On-going work with the SED-ML model simulation format [24] enables SEEK users to record these in silico simulation results alongside experimental values, or directly compare simulation data with experimental results. The JWS simulator in SEEK allows the export of any model simulation as a SED-ML archive. Through a collaboration with the University of Rostok, BiVeS (the BioModel Version Control System, https://sems.uni-rostock.de/bives/) has recently been integrated with SEEK. This supports the comparison of SBML models, to detect differences at the XML level, and provide a summary of the differences along with a graphical representation. To use this feature, users must have an account in SEEK. For a demonstration, guest users can log into a demo version of SEEK (https://demo.sysmo-db.org/models/33).
Modularisation
SEEK is developed using a modular approach, making it easy to add and remove given features and behaviours. There are configuration points for turning certain features on and off, supporting customisation when setting up a new installation of SEEK for certain purposes. These are defined in the document:
https://github.com/seek4science/seek/blob/master/lib/seek/config_setting_attributes.yml
An example of the configuration options used in the SysMO SEEK can be found here:
https://github.com/seek4science/seek/blob/master/config/initializers/seek_configuration.rb-openseek
Developers wanting to adapt SEEK can leverage the modular nature of SEEK to more easily integrate new features or modify existing features. We leverage the Rails built in Plugin and Gem system. All the plugins and gems we use are listed in our gemfile: https://github.com/seek4science/seek/blob/master/Gemfile (not all created by and for SEEK).
SEEK is also being updated to use JQuery and the Bootstrap framework to make it easier to theme and customise the user interface following modern conventions.
Programmatic access
SEEK provides a RestFul API, which is currently read-only.
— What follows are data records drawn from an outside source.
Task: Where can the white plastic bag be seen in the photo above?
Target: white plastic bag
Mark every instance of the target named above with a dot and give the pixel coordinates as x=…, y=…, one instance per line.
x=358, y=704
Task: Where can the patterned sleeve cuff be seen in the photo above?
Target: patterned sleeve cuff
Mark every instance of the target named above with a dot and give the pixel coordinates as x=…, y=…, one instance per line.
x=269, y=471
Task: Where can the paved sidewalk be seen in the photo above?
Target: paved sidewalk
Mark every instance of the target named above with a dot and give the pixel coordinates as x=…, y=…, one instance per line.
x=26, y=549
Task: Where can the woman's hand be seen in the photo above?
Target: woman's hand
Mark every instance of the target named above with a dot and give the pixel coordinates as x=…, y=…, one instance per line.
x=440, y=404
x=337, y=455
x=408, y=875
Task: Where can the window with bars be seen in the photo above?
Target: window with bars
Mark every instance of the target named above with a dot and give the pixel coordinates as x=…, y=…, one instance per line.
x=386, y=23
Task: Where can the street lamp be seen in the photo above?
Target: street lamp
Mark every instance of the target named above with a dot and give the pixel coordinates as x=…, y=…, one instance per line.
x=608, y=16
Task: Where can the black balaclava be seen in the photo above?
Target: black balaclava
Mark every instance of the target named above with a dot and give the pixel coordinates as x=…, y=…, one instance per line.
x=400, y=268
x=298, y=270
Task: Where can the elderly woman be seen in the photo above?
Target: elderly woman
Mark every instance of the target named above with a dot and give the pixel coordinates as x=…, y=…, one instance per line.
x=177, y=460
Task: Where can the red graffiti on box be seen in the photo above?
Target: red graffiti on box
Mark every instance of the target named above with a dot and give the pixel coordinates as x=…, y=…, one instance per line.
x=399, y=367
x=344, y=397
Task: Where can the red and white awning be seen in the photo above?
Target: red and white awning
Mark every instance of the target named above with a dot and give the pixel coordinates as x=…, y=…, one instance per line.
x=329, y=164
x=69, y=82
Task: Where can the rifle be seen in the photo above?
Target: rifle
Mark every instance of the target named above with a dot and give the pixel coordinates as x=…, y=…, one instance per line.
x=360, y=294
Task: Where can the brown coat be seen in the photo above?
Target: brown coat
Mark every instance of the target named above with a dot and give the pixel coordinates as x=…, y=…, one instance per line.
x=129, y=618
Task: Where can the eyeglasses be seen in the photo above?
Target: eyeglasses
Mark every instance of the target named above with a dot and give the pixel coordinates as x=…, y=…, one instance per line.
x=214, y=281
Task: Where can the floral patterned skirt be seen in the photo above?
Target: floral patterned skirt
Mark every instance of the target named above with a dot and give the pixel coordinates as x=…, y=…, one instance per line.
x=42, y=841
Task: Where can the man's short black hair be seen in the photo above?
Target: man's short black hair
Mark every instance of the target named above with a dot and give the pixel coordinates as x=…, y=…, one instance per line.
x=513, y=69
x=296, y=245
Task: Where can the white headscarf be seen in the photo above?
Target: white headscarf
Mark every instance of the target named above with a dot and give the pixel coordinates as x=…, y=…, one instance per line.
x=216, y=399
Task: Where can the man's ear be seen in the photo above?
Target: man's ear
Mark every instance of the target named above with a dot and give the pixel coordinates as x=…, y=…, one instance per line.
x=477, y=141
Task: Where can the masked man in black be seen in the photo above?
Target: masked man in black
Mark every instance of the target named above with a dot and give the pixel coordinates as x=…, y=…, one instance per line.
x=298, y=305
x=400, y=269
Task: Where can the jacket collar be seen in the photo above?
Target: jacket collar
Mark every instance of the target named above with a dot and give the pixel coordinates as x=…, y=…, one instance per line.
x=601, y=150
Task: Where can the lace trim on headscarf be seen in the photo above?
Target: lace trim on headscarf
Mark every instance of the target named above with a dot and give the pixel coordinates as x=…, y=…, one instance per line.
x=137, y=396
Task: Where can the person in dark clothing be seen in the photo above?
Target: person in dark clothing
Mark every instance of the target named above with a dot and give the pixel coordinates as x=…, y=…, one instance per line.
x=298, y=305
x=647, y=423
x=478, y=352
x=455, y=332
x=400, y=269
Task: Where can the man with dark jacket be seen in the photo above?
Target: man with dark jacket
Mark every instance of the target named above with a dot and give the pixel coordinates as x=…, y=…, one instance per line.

Any resource in SEEK can also be represented as XML, by requesting it in this format instead of HTML through content-negotiation. This is also possible by putting a .xml at the end of the URL, for example https://demo.sysmo-db.org/investigations/2.xml. This XML is backed and validated against an XSD schema, available at https://github.com/seek4science/seek/blob/master/public/2010/xml/rest/schema-v1.xsd.
As well as XML, SEEK also provides an RDF representation, for example https://demo.sysmo-db.org/investigations/2.rdf.
Future plans include updating the Restful API to support JSON, and also to add write access for some key actions such as adding a data file, or defining an assay.